Maya Lin, who was catapulted to prominence in 1981 after winning the competition to design the Vietnam Veterans Memorial in Washington while still a Yale undergraduate, has spent the last decade or so expanding the scope of her work to include architecture and sculpture to go with a handful of public-art installations.
Just as important, she has been waging -- in her quiet, spotlight-averse way -- a one-woman campaign against the growing glitz and profit-driven showmanship of the architecture and design field.
Her new Arts Plaza for UC Irvine's Claire Trevor School of the Arts, scheduled to be officially unveiled in a public ceremony this afternoon, is typical of the ammunition Lin, 46, prefers to use in that fight: It is designed to reward careful attention, and to assert its muted strength by degrees and over time. Still, there is such a thing as too much restraint, and this design finds Lin occasionally skirting the line that divides the quietly profound from the banal.
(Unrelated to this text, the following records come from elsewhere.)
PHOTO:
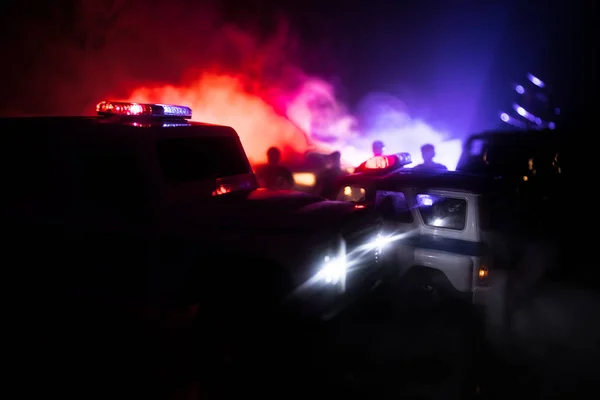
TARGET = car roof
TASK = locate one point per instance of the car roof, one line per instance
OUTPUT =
(447, 180)
(499, 135)
(79, 126)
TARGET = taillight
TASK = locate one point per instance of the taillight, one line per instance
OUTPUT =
(234, 183)
(483, 274)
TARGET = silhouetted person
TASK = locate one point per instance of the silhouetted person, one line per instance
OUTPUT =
(428, 153)
(378, 148)
(274, 176)
(327, 178)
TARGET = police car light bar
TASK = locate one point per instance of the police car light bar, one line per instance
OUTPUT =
(107, 108)
(388, 162)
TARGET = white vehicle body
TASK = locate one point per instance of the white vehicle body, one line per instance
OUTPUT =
(462, 255)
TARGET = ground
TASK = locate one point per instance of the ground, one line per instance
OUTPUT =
(376, 350)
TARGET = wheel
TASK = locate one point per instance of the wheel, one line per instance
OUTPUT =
(424, 289)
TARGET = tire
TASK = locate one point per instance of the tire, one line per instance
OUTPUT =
(425, 289)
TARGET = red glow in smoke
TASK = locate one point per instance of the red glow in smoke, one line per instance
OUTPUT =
(223, 99)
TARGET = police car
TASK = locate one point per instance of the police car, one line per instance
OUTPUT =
(141, 207)
(437, 225)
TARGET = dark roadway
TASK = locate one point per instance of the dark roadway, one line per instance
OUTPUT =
(374, 351)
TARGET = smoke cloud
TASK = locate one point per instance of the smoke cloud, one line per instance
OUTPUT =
(228, 71)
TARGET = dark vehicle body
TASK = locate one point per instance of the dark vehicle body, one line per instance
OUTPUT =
(147, 214)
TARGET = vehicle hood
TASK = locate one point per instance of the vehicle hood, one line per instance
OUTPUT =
(283, 211)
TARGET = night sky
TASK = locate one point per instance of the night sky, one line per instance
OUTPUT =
(450, 61)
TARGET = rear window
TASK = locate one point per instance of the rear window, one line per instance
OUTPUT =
(184, 160)
(393, 206)
(442, 212)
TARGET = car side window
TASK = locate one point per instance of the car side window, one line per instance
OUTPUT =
(393, 206)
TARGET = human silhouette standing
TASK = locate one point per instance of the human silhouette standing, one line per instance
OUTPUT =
(428, 153)
(274, 176)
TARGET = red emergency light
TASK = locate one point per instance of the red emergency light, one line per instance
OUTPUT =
(108, 108)
(387, 162)
(380, 162)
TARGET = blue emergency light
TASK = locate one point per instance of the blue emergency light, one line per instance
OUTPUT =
(112, 108)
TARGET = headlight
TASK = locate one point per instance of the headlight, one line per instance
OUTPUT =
(333, 271)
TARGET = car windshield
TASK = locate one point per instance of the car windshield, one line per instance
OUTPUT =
(184, 160)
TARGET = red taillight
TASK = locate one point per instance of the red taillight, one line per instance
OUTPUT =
(483, 274)
(234, 183)
(380, 162)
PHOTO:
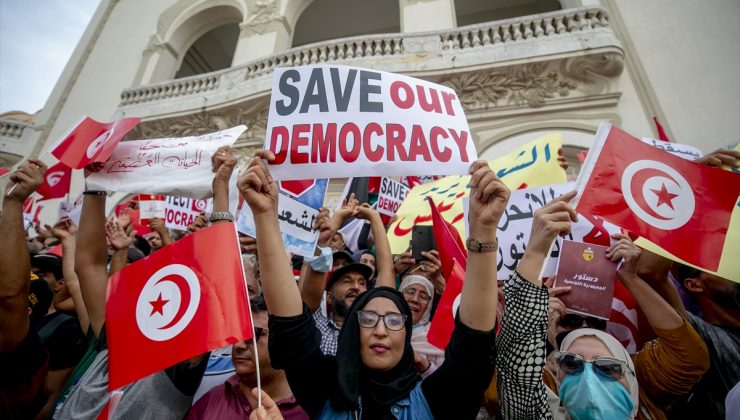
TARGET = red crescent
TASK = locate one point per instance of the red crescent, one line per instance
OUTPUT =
(185, 297)
(636, 184)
Commissioned in 2000 and ultimately built for $3.6 million, the project is an attempt by UC Irvine to take a group of forgettable, concrete-lined walkways between the buildings that house its various arts programs and turn them into a gathering space -- and a modestly sized outdoor performance venue.
Irvine also hopes it will boost the School of the Arts' sense of identity and by extension provide a new center of gravity on the north side of campus. For the most part, only sections of the Irvine campus near circular Aldrich Park, around which the entire university plan is organized, have seemed central.
It is too bad that the commission didn't include the chance for Lin, who is beginning to find her voice as an architect, to design a free-standing building. In a public plaza and skating rink that opened in 2001 in downtown Grand Rapids, Mich. -- a project Lin named "Ecliptic" -- she added concrete outbuildings that despite their modest scale help give the space as a whole a visual coherence. She has also designed a library and an adjacent chapel for the Children's Defense Fund in Clinton, Tenn., along with a small number of apartments and houses.
But there was no room here for a new building, however small. Instead, Irvine asked Lin -- whose father served as dean of fine arts at Ohio University when she was a child, making this project particularly attractive to her -- to squeeze a new plaza into the space between existing academic and performance halls, a campus art gallery and a cafe.